Intel has cut nearly $1 billion from its Q1 revenue forecasts as SMBs put off desktop upgrades.
Intel says it now expects to generate Q1 revenue of $12.8 billion (plus or minus $300 million), rather than its earlier forecast of $13.7 billion (plus or minus $500 million).
"The change in revenue outlook is a result of weaker than expected demand for business desktop PCs and lower than expected inventory levels across the PC supply chain," Intel said in a statement.
"The company believes the changes to demand and inventory patterns are caused by lower than expected Windows XP refresh in small and medium business and increasingly challenging macroeconomic and currency conditions, particularly in Europe."

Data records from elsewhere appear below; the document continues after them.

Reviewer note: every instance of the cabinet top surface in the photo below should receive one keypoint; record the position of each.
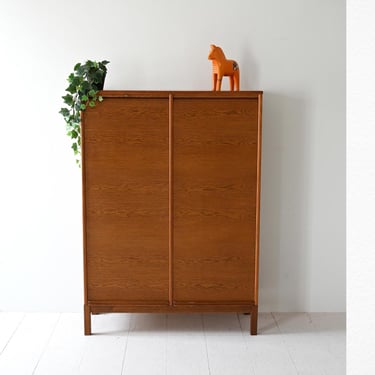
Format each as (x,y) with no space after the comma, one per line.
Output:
(179,94)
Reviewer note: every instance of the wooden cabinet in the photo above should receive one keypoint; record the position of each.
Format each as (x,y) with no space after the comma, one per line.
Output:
(171,191)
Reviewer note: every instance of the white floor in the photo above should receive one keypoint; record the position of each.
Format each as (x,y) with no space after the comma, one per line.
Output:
(173,344)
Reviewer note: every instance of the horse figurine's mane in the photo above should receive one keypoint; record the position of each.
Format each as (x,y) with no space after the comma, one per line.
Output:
(222,67)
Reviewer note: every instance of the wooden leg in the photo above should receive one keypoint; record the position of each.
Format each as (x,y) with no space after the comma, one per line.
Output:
(87,320)
(254,321)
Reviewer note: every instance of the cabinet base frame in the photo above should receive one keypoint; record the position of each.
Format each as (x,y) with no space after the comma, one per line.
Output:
(94,308)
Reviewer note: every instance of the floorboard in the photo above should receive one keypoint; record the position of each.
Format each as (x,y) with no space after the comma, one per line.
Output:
(169,344)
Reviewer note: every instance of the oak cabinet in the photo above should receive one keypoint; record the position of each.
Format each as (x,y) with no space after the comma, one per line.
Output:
(171,194)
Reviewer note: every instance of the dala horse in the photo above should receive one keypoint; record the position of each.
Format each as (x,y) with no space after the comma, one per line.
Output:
(222,67)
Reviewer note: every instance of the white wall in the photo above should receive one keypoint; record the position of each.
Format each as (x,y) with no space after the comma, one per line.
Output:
(294,50)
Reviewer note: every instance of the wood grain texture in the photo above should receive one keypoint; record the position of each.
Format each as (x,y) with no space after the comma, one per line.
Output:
(215,172)
(171,194)
(126,165)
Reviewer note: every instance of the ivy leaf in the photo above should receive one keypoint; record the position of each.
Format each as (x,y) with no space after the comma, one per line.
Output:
(68,99)
(92,92)
(65,112)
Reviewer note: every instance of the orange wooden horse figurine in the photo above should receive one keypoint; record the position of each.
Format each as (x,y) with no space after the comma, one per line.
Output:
(222,67)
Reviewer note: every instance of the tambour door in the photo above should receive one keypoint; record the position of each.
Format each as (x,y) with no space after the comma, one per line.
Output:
(125,162)
(215,147)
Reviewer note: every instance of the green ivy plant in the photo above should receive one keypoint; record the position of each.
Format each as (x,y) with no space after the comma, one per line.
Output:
(84,85)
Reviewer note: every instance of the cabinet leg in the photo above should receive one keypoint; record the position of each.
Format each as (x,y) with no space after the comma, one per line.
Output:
(87,320)
(254,320)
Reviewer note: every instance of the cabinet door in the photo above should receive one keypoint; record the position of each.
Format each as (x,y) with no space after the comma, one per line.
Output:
(125,161)
(214,199)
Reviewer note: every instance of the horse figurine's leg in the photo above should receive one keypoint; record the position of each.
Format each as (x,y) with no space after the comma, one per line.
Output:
(231,82)
(218,86)
(236,79)
(214,81)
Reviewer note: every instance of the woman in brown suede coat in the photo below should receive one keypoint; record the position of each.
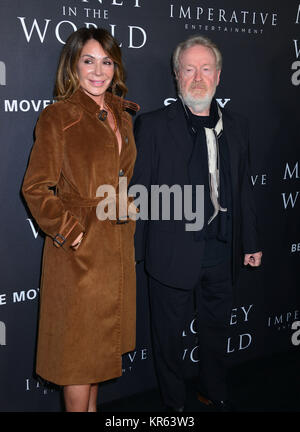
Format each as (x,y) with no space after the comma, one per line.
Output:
(83,141)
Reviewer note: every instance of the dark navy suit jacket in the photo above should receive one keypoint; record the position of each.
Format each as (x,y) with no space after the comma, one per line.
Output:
(164,145)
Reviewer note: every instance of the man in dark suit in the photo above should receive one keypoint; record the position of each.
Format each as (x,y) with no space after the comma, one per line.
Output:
(190,143)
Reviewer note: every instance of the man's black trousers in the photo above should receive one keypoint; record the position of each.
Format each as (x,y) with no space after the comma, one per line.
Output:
(170,315)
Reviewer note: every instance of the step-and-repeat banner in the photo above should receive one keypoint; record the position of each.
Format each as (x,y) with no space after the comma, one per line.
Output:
(260,42)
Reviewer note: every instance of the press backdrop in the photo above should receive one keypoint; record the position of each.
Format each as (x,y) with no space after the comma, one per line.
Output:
(260,41)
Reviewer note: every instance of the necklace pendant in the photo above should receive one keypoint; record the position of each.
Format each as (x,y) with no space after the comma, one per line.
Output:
(102,115)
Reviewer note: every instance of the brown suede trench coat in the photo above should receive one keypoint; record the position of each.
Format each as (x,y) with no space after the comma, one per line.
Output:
(87,309)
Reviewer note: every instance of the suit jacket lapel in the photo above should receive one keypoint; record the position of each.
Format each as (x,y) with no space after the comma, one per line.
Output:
(234,145)
(179,130)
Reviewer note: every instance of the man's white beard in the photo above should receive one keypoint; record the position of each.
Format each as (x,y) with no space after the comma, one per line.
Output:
(198,105)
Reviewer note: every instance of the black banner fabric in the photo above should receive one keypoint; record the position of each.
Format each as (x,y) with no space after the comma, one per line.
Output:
(260,42)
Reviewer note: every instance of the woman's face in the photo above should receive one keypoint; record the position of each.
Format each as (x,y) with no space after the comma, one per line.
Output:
(95,71)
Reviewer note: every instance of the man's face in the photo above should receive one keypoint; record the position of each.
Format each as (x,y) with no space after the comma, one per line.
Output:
(198,77)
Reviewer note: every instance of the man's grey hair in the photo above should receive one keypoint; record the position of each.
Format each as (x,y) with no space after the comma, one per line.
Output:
(192,41)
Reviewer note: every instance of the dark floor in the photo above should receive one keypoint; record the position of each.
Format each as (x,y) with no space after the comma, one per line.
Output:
(263,385)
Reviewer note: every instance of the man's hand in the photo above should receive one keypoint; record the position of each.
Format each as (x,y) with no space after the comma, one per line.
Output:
(253,259)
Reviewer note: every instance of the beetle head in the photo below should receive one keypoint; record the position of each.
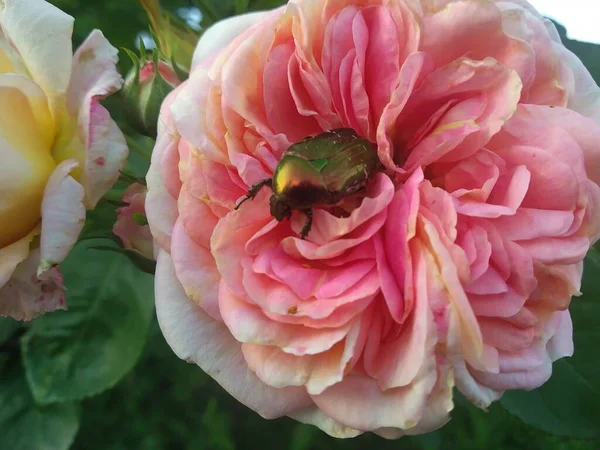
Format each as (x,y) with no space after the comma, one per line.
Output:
(279,208)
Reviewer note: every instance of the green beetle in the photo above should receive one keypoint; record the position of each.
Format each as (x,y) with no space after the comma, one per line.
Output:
(319,170)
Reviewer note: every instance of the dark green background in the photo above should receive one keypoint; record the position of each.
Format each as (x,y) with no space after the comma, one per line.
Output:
(165,403)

"The company is forecasting the mid-point of the gross margin range to remain at 60 per cent, plus or minus a couple of percentage points, as lower PC unit volume is offset by higher platform average selling prices. Expectations for R&D and MG&A spending and depreciation in the first quarter remain unchanged."
The lack in these upgrades caused the chip maker’s shares to fall more than five per cent.
As well as the drop in demand for upgrades, global PC shipments are also expected to dip by about 4.9 per cent this year. The total volume of PCs expected to ship this year is 293.1 million.
Analyst IDC expects worldwide PC shipments to fall by 4.9 per cent in 2015 to 293.1 million PCs, a drop from the previous forecast of minus 3.3 per cent. However, growth projections for 2016 and 2017 were raised slightly.
Jay Chou, senior research analyst for IDC, commented: "Fortunately for PC makers, tablet growth has slowed.
"The PC ecosystem has also begun to see some fruits from efforts to narrow the divide between the PC and mobile devices in terms of both user experience and price points. Nevertheless, much more needs to be done as advances in both hardware and software are expected to benefit an ever wider spectrum of form factors, such as 2-in-1 devices that will further siphon volume from notebooks."